Never be afraid to crash: Walker
Olympic BMX silver medallist Sarah Walker believes you should never be afraid to crash.
The guest speaker at last night's Nelson Sports Awards said the message applied quite literally to her sport but extended to all aspects of life.
It applied to everyone, not just sports people, or just BMX riders," said Walker. "It is not being afraid to fail."
The event held at Annesbrook Church was a chance for all finalists - Nelson's top athletes, coaches and administrators - to be celebrated in front of their peers. Lawn bowls gathered a golden kitty. The sport picked up five awards with Jo Edwards named the supreme Sportsperson of the Year.
Walker, 25, spoke of what it takes to get to the elite level, where many of the finalists are operating. She spoke of four pillars she uses to guide her sporting endeavours; setting goals, believing in yourself, not being afraid to fail, and being proud of yourself no matter what the result.
Walker said one of the most important but hardest things to confront, in any situation, is to do your absolute best and to find your best not good enough.
"That can be really hard to deal with. But understanding that is a possibility allows you to then go to that place where you can give it your absolute best.
"If you are too afraid to crash then you won't quite make it."
Walker has learned that lesson the hard way. She has crashed and she has failed. Her goal at the 2012 London Olympic Games was to bring home gold for New Zealand. Three months out from competition she crashed, hard.
"It was extremely painful and way too close to the Olympics," said Walker. She dislocated her shoulder and, for a time thought her Olympic dream may be over, with the injury possibly requiring surgery. Fortunately, Walker was given a reprieve but it came with a caveat: if she crashed again, her Olympics would be over.

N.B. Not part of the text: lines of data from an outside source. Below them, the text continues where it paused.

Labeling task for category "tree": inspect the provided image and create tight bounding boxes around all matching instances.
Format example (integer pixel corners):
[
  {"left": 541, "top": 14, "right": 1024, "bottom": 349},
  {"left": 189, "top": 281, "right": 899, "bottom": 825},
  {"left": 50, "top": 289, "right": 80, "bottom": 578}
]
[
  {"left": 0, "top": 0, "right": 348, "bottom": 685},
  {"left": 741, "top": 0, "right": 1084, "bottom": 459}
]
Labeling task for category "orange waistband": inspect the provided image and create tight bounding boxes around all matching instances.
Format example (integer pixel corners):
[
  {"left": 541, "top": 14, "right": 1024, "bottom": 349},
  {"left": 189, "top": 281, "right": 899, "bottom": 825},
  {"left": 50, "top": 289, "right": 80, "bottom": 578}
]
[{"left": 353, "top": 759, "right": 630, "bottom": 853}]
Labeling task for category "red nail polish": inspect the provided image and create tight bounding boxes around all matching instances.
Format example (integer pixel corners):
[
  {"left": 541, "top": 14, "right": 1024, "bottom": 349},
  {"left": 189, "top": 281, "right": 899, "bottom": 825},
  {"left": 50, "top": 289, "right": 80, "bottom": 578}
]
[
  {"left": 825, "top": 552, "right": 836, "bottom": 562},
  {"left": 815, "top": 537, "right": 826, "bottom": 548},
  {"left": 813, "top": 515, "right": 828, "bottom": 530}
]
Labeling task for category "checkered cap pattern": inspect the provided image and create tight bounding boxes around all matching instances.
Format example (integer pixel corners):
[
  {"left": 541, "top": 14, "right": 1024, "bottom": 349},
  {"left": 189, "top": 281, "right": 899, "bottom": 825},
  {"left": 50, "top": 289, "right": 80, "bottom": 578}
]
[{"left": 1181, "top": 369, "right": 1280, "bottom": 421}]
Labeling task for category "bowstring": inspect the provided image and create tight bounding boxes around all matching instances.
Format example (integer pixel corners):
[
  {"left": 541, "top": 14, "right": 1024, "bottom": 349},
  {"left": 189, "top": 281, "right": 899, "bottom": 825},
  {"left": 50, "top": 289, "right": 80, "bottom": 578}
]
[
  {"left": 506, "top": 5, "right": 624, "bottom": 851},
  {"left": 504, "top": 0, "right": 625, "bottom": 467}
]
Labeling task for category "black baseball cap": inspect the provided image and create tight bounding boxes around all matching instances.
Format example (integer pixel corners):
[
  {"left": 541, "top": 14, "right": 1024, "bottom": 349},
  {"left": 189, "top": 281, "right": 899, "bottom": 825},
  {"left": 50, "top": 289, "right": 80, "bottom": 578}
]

"Every day I rode my bike I had a choice. I could take it easy, play it safe and make sure I got to the Olympics, or I could put it all on the line every day at training, risk crashing and get to the Olympics in the best shape." Walker's goal was to win the gold medal. She truly believed that if she put the work, the gold medal would be hers. She was not afraid to fail.
"I got a silver medal at the Olympics based on the fact I gave it my absolute best. I am proud of that fact.
"I know I gave it my best shot and silver was the best I could get. But the feeling of pride from giving your best is way stronger than the result itself."